Claude waited until evening when there was no-one out and about. He put on his armour, for show, and fetched his sword. He also packed a mule with explosives. Then off he set. He crept up as quietly as he could to the dragon’s lair and unloaded a huge pile of explosives inside the entrance of the cave. Then, he attached a long fuse and unrolling it, went and hid some considerable distance away, connecting the other end to an electric ignition plunger.
When Claude pushed the plunger down he set off an almighty explosion. And a huge landslide, which sent boulders the size of houses crashing down the mountain into the town around the castle. It was supper time and everyone was at home.
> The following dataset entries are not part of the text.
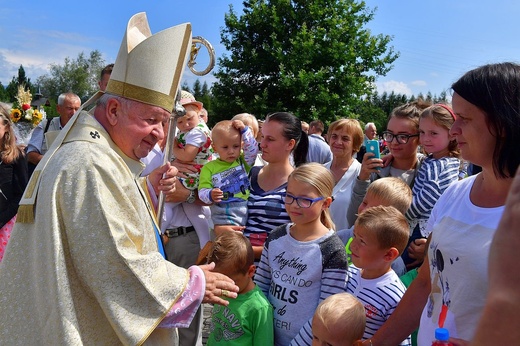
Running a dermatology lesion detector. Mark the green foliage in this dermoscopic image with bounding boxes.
[1,65,36,103]
[38,50,105,102]
[212,0,398,123]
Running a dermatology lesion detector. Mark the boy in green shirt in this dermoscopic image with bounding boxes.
[207,231,274,346]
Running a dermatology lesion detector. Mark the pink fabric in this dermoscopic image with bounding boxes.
[0,215,16,262]
[158,266,206,328]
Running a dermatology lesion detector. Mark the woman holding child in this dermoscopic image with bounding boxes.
[362,63,520,346]
[244,112,309,259]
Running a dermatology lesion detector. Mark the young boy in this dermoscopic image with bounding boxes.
[207,231,274,346]
[347,206,411,345]
[199,120,258,235]
[312,293,366,346]
[336,177,412,276]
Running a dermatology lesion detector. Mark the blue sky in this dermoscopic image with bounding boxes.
[0,0,520,95]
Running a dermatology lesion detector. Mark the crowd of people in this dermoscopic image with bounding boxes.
[0,10,520,346]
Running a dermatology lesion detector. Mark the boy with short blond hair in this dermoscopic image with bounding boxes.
[199,120,258,235]
[207,231,274,346]
[347,206,411,345]
[337,177,412,276]
[312,293,366,346]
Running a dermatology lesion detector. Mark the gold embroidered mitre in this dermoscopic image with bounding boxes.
[17,12,191,223]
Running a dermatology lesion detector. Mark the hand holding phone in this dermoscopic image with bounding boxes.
[366,139,381,170]
[366,139,381,159]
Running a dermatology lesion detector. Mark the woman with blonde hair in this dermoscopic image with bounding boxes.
[0,103,27,261]
[325,119,363,230]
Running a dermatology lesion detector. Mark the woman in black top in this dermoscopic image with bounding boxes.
[0,104,27,261]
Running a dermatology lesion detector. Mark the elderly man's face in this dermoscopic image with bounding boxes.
[110,102,170,160]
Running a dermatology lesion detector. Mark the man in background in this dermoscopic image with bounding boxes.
[98,64,114,91]
[26,93,81,168]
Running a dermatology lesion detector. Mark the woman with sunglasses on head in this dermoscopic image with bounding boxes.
[363,63,520,346]
[254,163,347,346]
[347,100,431,225]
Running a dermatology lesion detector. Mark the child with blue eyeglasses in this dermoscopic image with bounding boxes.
[254,163,347,346]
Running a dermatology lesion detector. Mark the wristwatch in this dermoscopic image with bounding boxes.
[186,190,196,204]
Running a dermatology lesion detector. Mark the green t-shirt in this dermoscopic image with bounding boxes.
[207,286,274,346]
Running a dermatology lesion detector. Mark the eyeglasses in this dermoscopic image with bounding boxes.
[383,131,419,144]
[284,193,325,208]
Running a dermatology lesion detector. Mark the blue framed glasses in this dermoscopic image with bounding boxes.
[283,193,325,208]
[383,131,419,144]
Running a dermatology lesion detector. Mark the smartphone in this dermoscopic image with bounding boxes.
[366,139,381,171]
[366,139,381,159]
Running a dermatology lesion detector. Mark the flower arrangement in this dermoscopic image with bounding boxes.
[11,85,45,127]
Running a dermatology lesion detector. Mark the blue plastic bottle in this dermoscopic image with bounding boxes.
[432,328,453,346]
Hundreds of people were killed, not to mention the devastation that was caused to crops and to the animals that were in the fields.
‘Boff’ thought Claude, giving a very Gallic shrug and lighting his thirtieth Gauloise of the day. ‘You can’t make an omelette without breaking a few eggs, as they say’. The mountain had fallen down on top of the dragon which really was dead this time. And by some miracle, the Princess was still alive – just. She was very badly injured and would never look quite the same again but she was alive. So, Claude picked her up, put her on the mule, and brought her back down the mountain to the castle, where he expected to receive the same lavish rewards as Sir Al.
The King saw his wounded daughter, looked around at the total devastation and tried to kill Sir Claude, who fled for his life. That was the last that was seen of him though rumours persisted that he had returned to his native land and was to be found smoking, drinking Pernod and muttering about the need for constant vigilance.
Meanwhile, the destruction of infrastructure resulted in an outbreak of deflationary plague. Many people died, others just moved away, so house prices collapsed and businesses closed. The once-prosperous Kingdom, was now populated mostly by the aged who could not leave, whose pensions were inadequate to live off comfortably and who were saddled with the huge debt the state had incurred in attempting to rebuild the broken homes and the broken economy. But the dragon was gone and they tried very hard to convince themselves they were now better off than before.